Un clipper (ou klipper)[1] est un bateau à voile à trois mâts ou plus, caractéristique de la deuxième moitié du XIXe siècle et du début du XXe siècle, fait pour convoyer le plus vite possible des denrées périssables, grâce à une voilure importante[2] et une coque effilée en bois ou en acier[3].

Créés sur la côte est américaine, les clippers furent à leur apogée au milieu du XIXe siècle sur les routes commerciales du thé et du coton de l'Empire britannique et sur la liaison, via le Cap Horn, entre New York et San Francisco au moment de la ruée vers l'or.

Les clippers ont un gréement variable réparti sur trois mâts ou plus à phare carrés ou voiles auriques. C'est la forme générale, élancée à nombreuses voiles, et sa capacité à transporter rapidement une cargaison commerciale qui définit le terme "Clipper"[2]. Toutefois, les clippers, comme nombre de bateaux de commerce de l'époque, sont généralement des quatre ou trois-mâts carrés, ou des quatre ou trois-mâts barques (des voiles carrées sur le mat de misaine et le grand mât, et des voiles auriques sur le mât d’artimon).

Étymologie[modifier | modifier le code]

Le terme clipper vient du verbe anglais to clip pris dans l'acception de « filer à vive allure » (le substantif anglais clip ayant le sens de « vitesse », comme dans going at a good clip). Il apparaît en France au début du XIXe siècle.

Contexte d'une évolution technique[modifier | modifier le code]

Les clippers sont nés aux États-Unis d'Amérique, où le commerce était totalement libre-échangiste, afin de transporter rapidement des passagers et des marchandises à haute valeur ajoutée.

La marine marchande britannique et en particulier la Compagnie des Indes Orientales, qui bénéficiait d'un monopole royal, utilisait des navires beaucoup plus lents, aux formes guère différentes des navires des XVIIe et XVIIIe siècles, les East Indiamen. Ces navires à l'aspect pataud étaient conçus pour pouvoir se défendre sur des eaux peu sûres (pirates et corsaires des guerres napoléoniennes), ils étaient donc larges, massifs et portaient une batterie de canons dans l'entrepont. Le cas échéant, ils pouvaient être reconvertis en navires de guerre.

Une conjonction de facteurs : concurrence des vapeurs, découverte de mines d'or en Californie et en Australie (ruée vers l'or), introduction par les Anglais de l'opium en Chine, créa une demande pour des navires plus rapides, qui n'avaient plus à être armés.

Les chantiers navals américains (en particulier celui du Bostonien Donald Mc Kay (en)) construisirent alors des navires aux formes fines et étroites, dépourvus d'armement défensif, et équipés d'un « gros moteur », c'est-à-dire d'une énorme voilure.

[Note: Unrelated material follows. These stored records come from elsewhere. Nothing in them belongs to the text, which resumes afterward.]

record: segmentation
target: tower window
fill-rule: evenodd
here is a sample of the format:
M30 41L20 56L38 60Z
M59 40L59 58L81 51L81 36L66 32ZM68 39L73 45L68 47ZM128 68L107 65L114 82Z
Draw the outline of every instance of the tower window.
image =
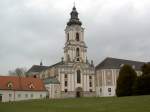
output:
M80 56L80 50L79 50L79 48L76 49L76 56L77 57Z
M77 83L81 83L81 71L77 70Z
M69 41L69 33L67 34L67 41Z
M90 87L92 87L92 82L89 83Z
M79 33L76 33L76 41L80 41Z
M67 87L67 85L68 85L68 82L67 82L67 81L65 81L65 87Z

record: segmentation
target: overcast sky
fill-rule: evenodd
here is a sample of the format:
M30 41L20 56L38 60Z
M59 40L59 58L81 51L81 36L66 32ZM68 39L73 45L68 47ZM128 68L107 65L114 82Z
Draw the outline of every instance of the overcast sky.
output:
M61 60L74 0L0 0L0 74ZM88 58L150 61L150 0L76 0Z

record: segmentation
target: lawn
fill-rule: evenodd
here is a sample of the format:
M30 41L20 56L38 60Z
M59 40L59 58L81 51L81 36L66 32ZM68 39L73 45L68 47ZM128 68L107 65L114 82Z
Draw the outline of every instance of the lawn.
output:
M0 103L0 112L150 112L150 96Z

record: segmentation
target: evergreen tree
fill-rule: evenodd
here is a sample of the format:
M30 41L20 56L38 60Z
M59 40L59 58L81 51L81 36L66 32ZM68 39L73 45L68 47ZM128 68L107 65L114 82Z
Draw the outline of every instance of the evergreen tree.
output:
M137 74L130 65L124 65L119 72L117 80L116 95L130 96L132 95L132 87L136 80Z

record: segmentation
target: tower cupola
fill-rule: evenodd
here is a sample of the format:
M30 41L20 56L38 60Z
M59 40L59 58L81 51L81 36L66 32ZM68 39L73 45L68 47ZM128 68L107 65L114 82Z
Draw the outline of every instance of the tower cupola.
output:
M69 22L67 23L68 26L71 26L71 25L80 25L81 26L82 25L81 21L78 18L78 12L77 12L75 6L72 8L70 15L71 15L71 18L70 18Z

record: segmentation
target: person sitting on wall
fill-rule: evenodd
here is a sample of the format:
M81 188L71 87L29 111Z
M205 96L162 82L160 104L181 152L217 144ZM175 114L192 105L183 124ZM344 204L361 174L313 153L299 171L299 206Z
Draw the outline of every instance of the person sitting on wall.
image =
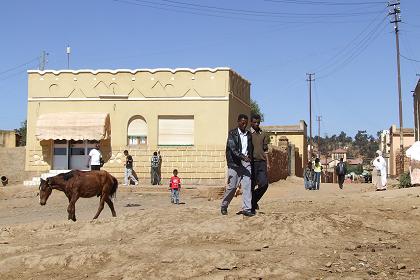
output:
M99 149L99 144L95 144L95 148L89 152L87 167L90 165L90 170L101 170L102 154Z

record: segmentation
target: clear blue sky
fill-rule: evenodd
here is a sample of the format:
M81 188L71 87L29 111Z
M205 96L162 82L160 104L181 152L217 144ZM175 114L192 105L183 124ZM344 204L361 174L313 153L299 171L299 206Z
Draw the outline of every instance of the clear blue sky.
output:
M401 2L401 54L420 61L420 1ZM41 51L49 53L47 69L64 69L70 44L72 69L231 67L252 83L266 125L309 124L306 73L315 72L321 135L375 135L398 125L387 13L378 0L4 1L0 129L26 119L26 70L37 69ZM404 127L413 127L410 91L420 63L406 58Z

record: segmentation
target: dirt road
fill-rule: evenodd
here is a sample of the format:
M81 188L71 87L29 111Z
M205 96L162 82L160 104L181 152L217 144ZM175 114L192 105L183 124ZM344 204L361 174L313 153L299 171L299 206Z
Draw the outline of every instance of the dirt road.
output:
M420 188L277 182L255 217L219 200L121 190L117 218L80 199L77 222L53 192L0 188L0 279L420 279ZM127 207L132 206L132 207Z

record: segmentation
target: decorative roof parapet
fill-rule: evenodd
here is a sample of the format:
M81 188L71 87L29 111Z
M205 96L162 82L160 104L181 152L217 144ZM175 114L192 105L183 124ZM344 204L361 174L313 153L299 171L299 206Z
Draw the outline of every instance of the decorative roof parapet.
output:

Pour permettre les réductions de voilure en équipage réduit, les huniers et les perroquets furent dédoublés (hunier fixe et hunier volant), les cacatois, ordinairement le dernier étage de voilure des navires à phares carrés, étaient parfois surmontés de contre-cacatois (appelés en anglais moonsail, moonraker, skysail) utilisables seulement par petit temps.

Aux allures portantes, la voilure pouvait être également augmentée dans le sens latéral en utilisant des bonnettes, installées sur des tangons prolongeant les vergues, le tout donnant l'aspect d'un « nuage de voiles volant sur la mer ».

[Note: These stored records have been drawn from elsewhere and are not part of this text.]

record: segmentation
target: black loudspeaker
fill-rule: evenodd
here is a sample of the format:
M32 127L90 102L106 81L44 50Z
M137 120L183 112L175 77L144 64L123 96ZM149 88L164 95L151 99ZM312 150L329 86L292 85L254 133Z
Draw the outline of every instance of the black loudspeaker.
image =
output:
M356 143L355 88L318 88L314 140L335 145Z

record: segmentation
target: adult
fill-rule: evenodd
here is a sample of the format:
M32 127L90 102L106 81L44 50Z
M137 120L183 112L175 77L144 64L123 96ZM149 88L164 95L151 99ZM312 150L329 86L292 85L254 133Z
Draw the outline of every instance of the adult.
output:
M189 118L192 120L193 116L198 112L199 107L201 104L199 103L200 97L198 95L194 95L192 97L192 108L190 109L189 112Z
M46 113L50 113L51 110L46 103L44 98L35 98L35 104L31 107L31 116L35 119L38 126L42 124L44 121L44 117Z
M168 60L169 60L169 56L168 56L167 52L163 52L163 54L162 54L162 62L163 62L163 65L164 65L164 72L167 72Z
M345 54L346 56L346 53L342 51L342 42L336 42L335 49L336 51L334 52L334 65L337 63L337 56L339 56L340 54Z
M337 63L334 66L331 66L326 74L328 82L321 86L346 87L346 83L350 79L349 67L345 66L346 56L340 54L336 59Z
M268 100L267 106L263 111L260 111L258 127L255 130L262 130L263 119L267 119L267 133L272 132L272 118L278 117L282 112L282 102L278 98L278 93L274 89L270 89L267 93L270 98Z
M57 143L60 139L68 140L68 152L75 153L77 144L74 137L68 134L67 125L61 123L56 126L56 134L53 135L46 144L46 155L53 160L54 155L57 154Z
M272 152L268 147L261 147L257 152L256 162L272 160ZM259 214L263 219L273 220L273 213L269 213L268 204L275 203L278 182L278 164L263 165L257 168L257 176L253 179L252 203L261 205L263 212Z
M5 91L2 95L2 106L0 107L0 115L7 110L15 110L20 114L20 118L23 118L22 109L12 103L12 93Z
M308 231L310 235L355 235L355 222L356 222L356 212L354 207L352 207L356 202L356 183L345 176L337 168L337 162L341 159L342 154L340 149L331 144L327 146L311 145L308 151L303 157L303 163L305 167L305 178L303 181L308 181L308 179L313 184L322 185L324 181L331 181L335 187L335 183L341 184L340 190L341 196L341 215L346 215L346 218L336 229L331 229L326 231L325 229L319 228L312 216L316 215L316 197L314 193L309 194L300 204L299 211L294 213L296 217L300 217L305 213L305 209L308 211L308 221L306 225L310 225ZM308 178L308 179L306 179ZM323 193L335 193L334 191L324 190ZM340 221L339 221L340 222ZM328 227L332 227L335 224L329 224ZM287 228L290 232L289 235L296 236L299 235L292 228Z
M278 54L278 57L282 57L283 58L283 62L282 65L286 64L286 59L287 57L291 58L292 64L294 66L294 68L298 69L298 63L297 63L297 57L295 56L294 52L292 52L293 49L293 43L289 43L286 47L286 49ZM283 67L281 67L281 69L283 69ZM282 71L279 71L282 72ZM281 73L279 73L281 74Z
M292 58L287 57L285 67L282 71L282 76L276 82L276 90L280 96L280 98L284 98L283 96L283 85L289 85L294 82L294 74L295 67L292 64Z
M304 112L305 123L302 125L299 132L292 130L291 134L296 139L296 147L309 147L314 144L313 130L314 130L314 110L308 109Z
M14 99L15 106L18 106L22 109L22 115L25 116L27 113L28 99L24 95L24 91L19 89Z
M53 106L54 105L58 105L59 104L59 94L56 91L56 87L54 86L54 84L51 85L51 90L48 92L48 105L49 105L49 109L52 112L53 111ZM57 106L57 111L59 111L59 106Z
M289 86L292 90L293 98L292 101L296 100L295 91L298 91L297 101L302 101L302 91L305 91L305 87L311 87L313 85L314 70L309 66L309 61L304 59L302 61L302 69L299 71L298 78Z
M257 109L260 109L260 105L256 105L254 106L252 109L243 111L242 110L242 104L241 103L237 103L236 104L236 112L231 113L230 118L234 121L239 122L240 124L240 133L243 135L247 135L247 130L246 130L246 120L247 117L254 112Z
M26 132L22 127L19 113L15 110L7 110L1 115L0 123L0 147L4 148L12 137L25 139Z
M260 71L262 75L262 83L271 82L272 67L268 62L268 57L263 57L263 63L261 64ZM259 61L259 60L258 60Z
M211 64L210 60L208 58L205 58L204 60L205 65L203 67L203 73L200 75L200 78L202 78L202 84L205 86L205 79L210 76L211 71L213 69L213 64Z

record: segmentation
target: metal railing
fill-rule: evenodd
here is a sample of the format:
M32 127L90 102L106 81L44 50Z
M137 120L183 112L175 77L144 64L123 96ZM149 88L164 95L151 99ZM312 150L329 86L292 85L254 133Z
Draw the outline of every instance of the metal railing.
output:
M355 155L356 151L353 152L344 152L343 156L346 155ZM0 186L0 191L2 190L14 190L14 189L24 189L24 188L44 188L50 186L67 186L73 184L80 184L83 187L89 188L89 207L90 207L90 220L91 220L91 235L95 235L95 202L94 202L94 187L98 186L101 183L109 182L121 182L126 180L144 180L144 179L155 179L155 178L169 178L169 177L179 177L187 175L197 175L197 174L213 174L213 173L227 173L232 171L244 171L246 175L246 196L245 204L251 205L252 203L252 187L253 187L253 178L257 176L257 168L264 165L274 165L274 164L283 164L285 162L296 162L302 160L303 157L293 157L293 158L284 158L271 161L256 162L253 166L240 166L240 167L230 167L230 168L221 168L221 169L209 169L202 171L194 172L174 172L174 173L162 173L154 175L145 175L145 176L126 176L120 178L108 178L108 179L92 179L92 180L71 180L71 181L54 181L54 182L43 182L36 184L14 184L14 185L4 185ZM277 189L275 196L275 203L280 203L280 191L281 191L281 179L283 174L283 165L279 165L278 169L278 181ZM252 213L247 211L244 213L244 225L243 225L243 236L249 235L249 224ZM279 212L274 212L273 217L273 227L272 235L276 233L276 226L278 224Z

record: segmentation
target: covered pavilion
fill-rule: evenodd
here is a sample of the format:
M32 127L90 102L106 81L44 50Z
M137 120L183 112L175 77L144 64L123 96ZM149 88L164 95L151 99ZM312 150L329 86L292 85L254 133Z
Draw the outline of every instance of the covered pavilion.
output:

Un gréement aussi complexe et puissant était très exigeant quant à la manœuvre, nécessitant de fréquents (et dangereux) ajustements pour marcher au maximum sans « casser du bois ».

Les équipages américains étaient donc menés à la dure, comme en témoigne le folklore et les chansons de bord liées à la fameuse compagnie Black Ball Line et le témoignage de l'écrivain américain Richard Dana.

Les clippers américains de la ruée vers l'or étaient construits pour aller vite et non pas pour durer (utilisation de bois blancs) et bon nombre d'entre eux étaient abandonnés dès leur arrivée en Californie. Comme en témoignent des photos prises en 1849-1850 à San Francisco, la pénurie de main d'œuvre qualifiée poussa au développement de la pratique du shangaïage.

La marine marchande britannique, après l'abrogation des lois protectionnistes et du monopole de l'East India Company se lança aussi dans la construction de clippers pour les destinations lointaines (laines et blés d'Australie, thés de Chine et de Ceylan, opium, produits coloniaux des Indes) inaccessibles aux vapeurs de l'époque, trop gros consommateurs de charbon.

Contrairement aux clippers américains, les navires anglais étaient conçus pour durer : charpente interne en chêne, puis en fer (construction composite), bordage en teck de Birmanie. C'est cette robustesse qui a permis au Cutty Sark de parvenir jusqu'à notre époque.

L'ouverture du Canal de Suez, impraticable pour les purs voiliers, le perfectionnement des machines à vapeur (invention du condenseur) sonnèrent le glas de l'ère des clippers.

Après 1870, les voiliers, construits en fer, puis en acier, se cantonnèrent aux routes très lointaines, dépourvues de dépôts de charbon (nitrates du Chili, bois d'Orégon, laine d'Australie, nickel de Nouvelle-Calédonie), mais ces navires, conçus pour la charge utile et l'économie, n'avaient plus l'élégance des clippers[4].

Histoire[modifier | modifier le code]

Le Cutty Sark en 2005, l’un des derniers clippers.
Le Clipper Flying Cloud au large des Needles, Île de Wight
1859-1860 James Buttersworth

Les premiers voiliers baptisés ainsi furent les clippers de Virginie (appelés ensuite clippers de Baltimore) vers 1815, et étaient issus des plans de voiliers négriers, avec un gréement de brick-goélette ou brigantin. Ils mesuraient environ 30 mètres de long, avec des beauprés extrêmement longs. L'allongement de leurs coques les a poussés à devenir majoritairement des trois-mâts carrés.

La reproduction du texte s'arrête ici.